Depuis des mois j’ai usé toute mon influence à Washington pour que ce siège diplomatique soit transformé en ambassade avec l’espoir que...—mais peu m’importe, n’y pensons plus. Cela n’a pas d’importance, je le dis avec calme, car je suis calme de tempérament; d’ailleurs, cette question, ne m’a jamais intéressé particulièrement. Je n’ai jamais songé sérieusement à ce poste, bien que cette idée me soit venue voilà plusieurs mois.
Maintenant que je me sens calme, je puis affirmer ceci: aussi longtemps que je posséderai en moi l’amour de l’honneur et de la dignité de ma patrie, je n’accepterai jamais un poste d’ambassadeur qui me laisserait en déficit de 75.000 dollars par an. Une nation qui ne peut entretenir ses ambassadeurs est indigne d’avoir des ambassadeurs.
Quel grotesque, inconvenant et risible spectacle qu’un ambassadeur américain affublé de 17.500 dollars!
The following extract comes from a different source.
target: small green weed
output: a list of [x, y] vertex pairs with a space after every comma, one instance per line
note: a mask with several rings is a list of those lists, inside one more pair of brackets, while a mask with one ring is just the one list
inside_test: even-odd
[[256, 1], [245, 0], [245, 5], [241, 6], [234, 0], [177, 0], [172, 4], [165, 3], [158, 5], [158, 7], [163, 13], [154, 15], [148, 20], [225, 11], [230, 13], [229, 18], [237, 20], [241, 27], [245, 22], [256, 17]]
Ce spectacle évoque l’idée d’un billionnaire dans un col de papier, d’un roi dans des culottes de pauvre, d’un archange avec une auréole de fer-blanc.
Et pour comble d’hypocrisie ces appointements dérisoires marchent de pair avec la tenue officielle des ambassadeurs. Emblèmes arrogants de cette simplicité républicaine qui se manifeste chez nous sous forme d’appointements de 50.000 dollars alloués aux présidents des compagnies d’assurances et de chemin de fer, et sous forme de palais dont le décor et l’ameublement dépassent en splendeur et en richesse le luxe des palais des têtes couronnées d’Europe; c’est toujours cette simplicité républicaine qui a inventé et exporté vers l’ancien continent les palais démontables, les sleeping-cars les tramways électriques, les meilleures bicyclettes, les meilleurs autos, les calorifères à vapeur, les meilleurs systèmes de sonnettes électriques, tous les perfectionnements du téléphone, les ascenseurs, les installations de bains les plus sybarites (avec eau chaude et eau froide toujours sous pression), le palace hôtel, avec son confort et son luxe éblouissants, le.....—Oh! la liste en est interminable! En un mot, c’est cette simplicité républicaine qui, au point de vue du luxe et du confort de la vie, a trouvé l’Europe primitive vêtue d’une simple et modeste chemise et qui s’est empressée de la draper de la tête aux pieds dans un sybaritisme complet.
Nous sommes le peuple le plus prodigue, le plus fastueux et le plus sensible au bien-être; et au sommet de notre mât nous faisons flotter un vrai et honnête symbole, le pavillon le plus éclatant que le monde ait jamais vu. Oh! simplicité républicaine, le monde est plein de bluff et de charlatanisme, mais rien ne t’oblige à te découvrir devant ces imposteurs.
EN VOYAGEANT AVEC UN RÉFORMATEUR
Le printemps dernier, j’allai à Chicago pour y visiter la foire.
A New-York, je fis la connaissance d’un major de l’armée régulière, qui, lui aussi, allait à la foire; nous décidâmes de faire route ensemble. J’avais d’abord à m’arrêter à Boston: il me dit que cela ne le dérangeait en rien. Ce major était un très bel homme; bâti comme un gladiateur, il avait cependant des manières charmantes et s’exprimait avec douceur et persuasion. Très sociable, il paraissait extrêmement placide et inaccessible à la gaieté. Il s’intéressait à tout ce qui se passait autour de lui, mais sa sérénité était imperturbable, rien ne le troublait, rien ne l’excitait.
Avant la fin de notre première journée de voyage, je découvris cependant en lui une profonde passion: celle de réformer tous les petits abus publics. Il avait la marotte du droit de cité. D’après lui, tout citoyen de la république doit se considérer comme un policeman officieux, et veiller bénévolement, sans aucune rétribution, à l’exécution des lois. Il pensait que le seul moyen effectif de conserver et de protéger les droits publics est que chaque citoyen contribue à empêcher ou à punir toute infraction aux lois dès qu’il en a connaissance. Cette théorie était bonne, mais, à mon humble avis, son application devait donner bien de l’ennui à ses partisans; on aurait fort à faire s’il fallait renvoyer les petits employés toutes les fois qu’on les prend en faute; en tout cas, on s’exposerait à se faire moquer de soi. Il m’affirma le contraire, disant que je ne comprenais pas son idée: il ne s’agissait de renvoyer personne, en cela j’étais dans l’erreur; mais de réformer les individus en les rendant plus aptes aux emplois qu’ils occupent.
—S’agit-il alors, demandai-je, de dénoncer les coupables en priant leurs chefs de ne pas les renvoyer, mais de les réprimander vertement?